A mí, que nunca me han gustado los hospitales y menos los médicos, me dan ganas de reír a carcajadas, contar chistes, que todo sea una fiesta de estudiantes pícaros. Otra mascarada, por lo demás. Digo mascarada no por remitirme a lo falso, no como juicio moral de la obra y su habitante rodeado,  mascarada en el sentido de esconder al fantasma. De recubrirnos de cultura, pues es ella la que nos permite estar juntos.  Yo lloraría a mares, esa es la simple verdad.
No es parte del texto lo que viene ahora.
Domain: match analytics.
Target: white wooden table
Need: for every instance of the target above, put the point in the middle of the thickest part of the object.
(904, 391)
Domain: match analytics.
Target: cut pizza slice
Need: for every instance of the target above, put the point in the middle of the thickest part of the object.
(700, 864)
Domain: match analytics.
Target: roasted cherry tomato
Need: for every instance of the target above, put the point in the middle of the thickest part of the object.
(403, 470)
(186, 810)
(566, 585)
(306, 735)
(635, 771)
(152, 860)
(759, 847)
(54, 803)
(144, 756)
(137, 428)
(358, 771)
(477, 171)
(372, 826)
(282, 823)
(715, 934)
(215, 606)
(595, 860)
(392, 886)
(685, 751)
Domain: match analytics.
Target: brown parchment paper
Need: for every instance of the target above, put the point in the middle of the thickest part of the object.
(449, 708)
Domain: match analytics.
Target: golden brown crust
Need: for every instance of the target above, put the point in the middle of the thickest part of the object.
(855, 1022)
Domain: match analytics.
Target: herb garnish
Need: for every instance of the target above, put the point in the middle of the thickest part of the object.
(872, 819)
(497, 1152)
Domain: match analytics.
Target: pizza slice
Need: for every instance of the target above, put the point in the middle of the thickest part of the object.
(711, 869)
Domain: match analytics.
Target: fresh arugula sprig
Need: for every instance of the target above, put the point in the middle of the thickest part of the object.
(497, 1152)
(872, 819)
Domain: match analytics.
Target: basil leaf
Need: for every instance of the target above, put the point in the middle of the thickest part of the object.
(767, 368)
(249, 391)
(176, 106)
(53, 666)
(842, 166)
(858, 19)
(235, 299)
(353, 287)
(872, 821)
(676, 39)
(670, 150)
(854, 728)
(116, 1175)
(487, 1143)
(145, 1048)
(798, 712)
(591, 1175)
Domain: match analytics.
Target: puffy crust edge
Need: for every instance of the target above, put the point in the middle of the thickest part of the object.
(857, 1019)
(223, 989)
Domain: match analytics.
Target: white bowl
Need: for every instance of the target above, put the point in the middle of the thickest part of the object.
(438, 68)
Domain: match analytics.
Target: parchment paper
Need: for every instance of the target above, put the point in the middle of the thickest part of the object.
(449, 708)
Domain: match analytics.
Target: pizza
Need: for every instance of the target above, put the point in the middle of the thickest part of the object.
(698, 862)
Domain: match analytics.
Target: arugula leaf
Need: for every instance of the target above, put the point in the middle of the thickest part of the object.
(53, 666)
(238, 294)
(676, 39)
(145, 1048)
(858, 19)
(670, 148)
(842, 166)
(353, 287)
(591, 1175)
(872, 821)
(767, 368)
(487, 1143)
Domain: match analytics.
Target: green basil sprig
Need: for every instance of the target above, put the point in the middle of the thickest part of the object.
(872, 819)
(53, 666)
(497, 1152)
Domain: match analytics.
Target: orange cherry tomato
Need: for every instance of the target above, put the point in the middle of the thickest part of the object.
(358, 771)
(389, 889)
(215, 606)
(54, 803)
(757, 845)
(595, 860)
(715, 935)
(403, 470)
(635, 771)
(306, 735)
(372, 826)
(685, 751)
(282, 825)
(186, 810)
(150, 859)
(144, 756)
Pero no como quien llora a quien se ha ido para siempre, sino como aquel que recibe al exiliado, que cual Ulises ha viajado por el mundo entre demonios y monstruos marinos, y ha vuelto por fin a casa.

Es hora de irse, de salir, la calle es un hervidero de gente de a pie, corriendo y transpirando, yo divago. No es posible otra cosa, no ando ocupado sino habitado por mi fragilidad, por el fantasma de la pieza de hospital.